ÇATALAĞZI Belediye Başkanı Adnan Akgün Çatalağzı’nın sorunlarını bilmeden Belediye Başkan Adayı olmamıştır herhalde, Adnan Bey bir yerel gazeteye yaptığı açıklamada “DSİ dereyi temizlemiyor, ÇATES’in özelleştirilmesi Çatalağzı açısından doğru olmadı” demiş. Bence Belediye Başkanlığı Ağlama Duvarı değildir. Neden Ali Arslankılıç ağlamıyor? Ali Arslankılıç hizmet üretmesini nasıl biliyor?

Koltuğunu dolduramayan Adnan Akgün’ün örnek alacağı, sağında Ali Arslankılıç solunda Muslu Belediye Başkanı Sabahattin Adıyaman bulunuyor, bak onların sorunları yok. Neden? Çünkü işi biliyorlar halka verdikleri sözleri tutuyorlar, ÇATES ve EREN ile doğru düzgün ilişki kuruyorlar, dün dediklerini sonraki gün unutup çark etmiyorlar. ÇATES Zonguldak dışından bir şirkete verilmeseydi bu açıklamayı yapacak mıydı? Daha önceki fikri “ÇATES özelleştirilemez; EREN çevreye zarar veriyor” iken sonra çark eden Adnan Akgün, boş laf etmeyip, partisini sıkıntıya sokmayıp hizmet üretsin. Maden Mühendisi kimliği ile hizmet üretme kabiliyeti yoksa neden aday olup halkın duygularını hiçe saydı?

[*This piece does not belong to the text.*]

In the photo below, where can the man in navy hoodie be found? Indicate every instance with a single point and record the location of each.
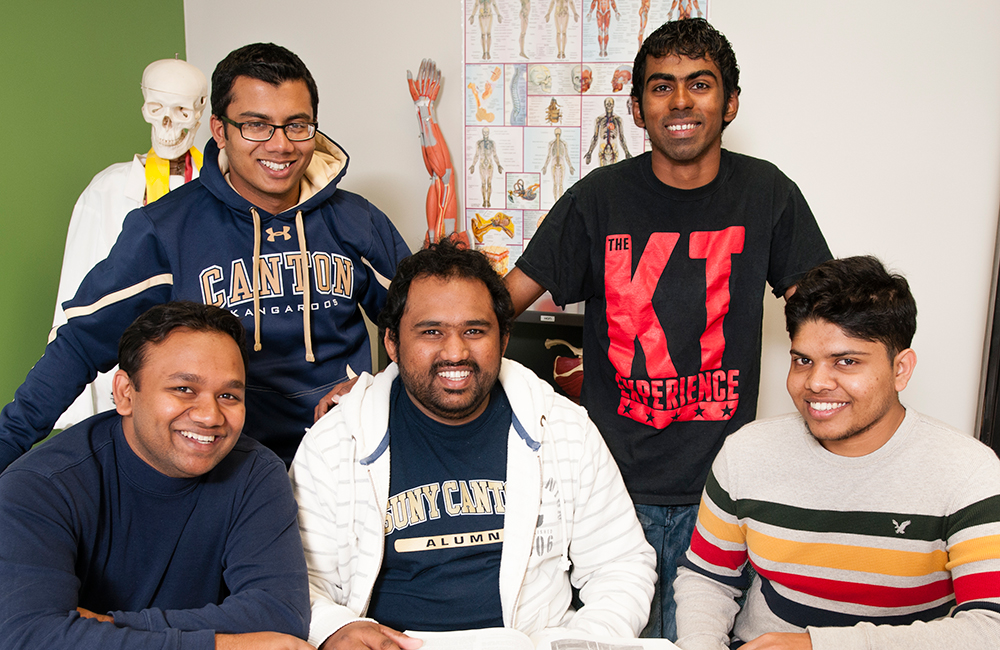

SÖYLEME SIRRINI DOSTUNA, DOSTUNUN DA DOSTU VARDIR GİDER SÖYLER DOSTUNA

Zonguldak’tan karşı tarafa Ukrayna ve Skodoskiye zıplamaya gidenlerin maceraları birer ikişer duyulur oldu. Adeta büyük bir marifet yapmışlar da övünüyorlar.

Büyük bir başarı örneği veren, parasıyla rezil olan esnaf ve iş adamları birbirlerinin zıplamalarını övünerek anlatmaya başladılar. Belki de en son duyan ben olabilirim, ben gitmedim imkanım olduğu halde gitmedim. Hoplama zıplama konusunda cahil kaldım çok şükür.

Buradan çıkacak ders ise; bir sırrın varsa dostuna söyleme. Seni davet ederek Ukrayna ya da Skodoskiye getirmek isteyenler sizi oyuna getirir. Geçmişte, basına düşen haberde savcı örneğini unutmak mümkün mü?

Bir savcı kendini bu duruma düşürse, ben ona devletin savcısı demem. Sonra manşet olursun, kalp krizi geçirirsin. TTK bürokratlarından bu maceralara katılanların daha sonra nereleri, kimlere peşkeş çektiğini bilmeyen yoktur.

ÇATES gibi bir altın yumurtlayan tavukta üst düzey görev yapıp, daha sonra Ankara’ya terfi eden bir müdür maceraları sebebiyle, bir siyasi partinin geçmişteki İl Başkanı zıplamalar sebebiyle İHALE DAĞITMAK zorunda kalmıştı.

Bu sebeple sırrını ne dostunla ne gazeteciyle paylaşma diyor, bitiriyorum. Yazmaya kalkarsam bu köşe bana yetmez. Herkes akıllı olsun.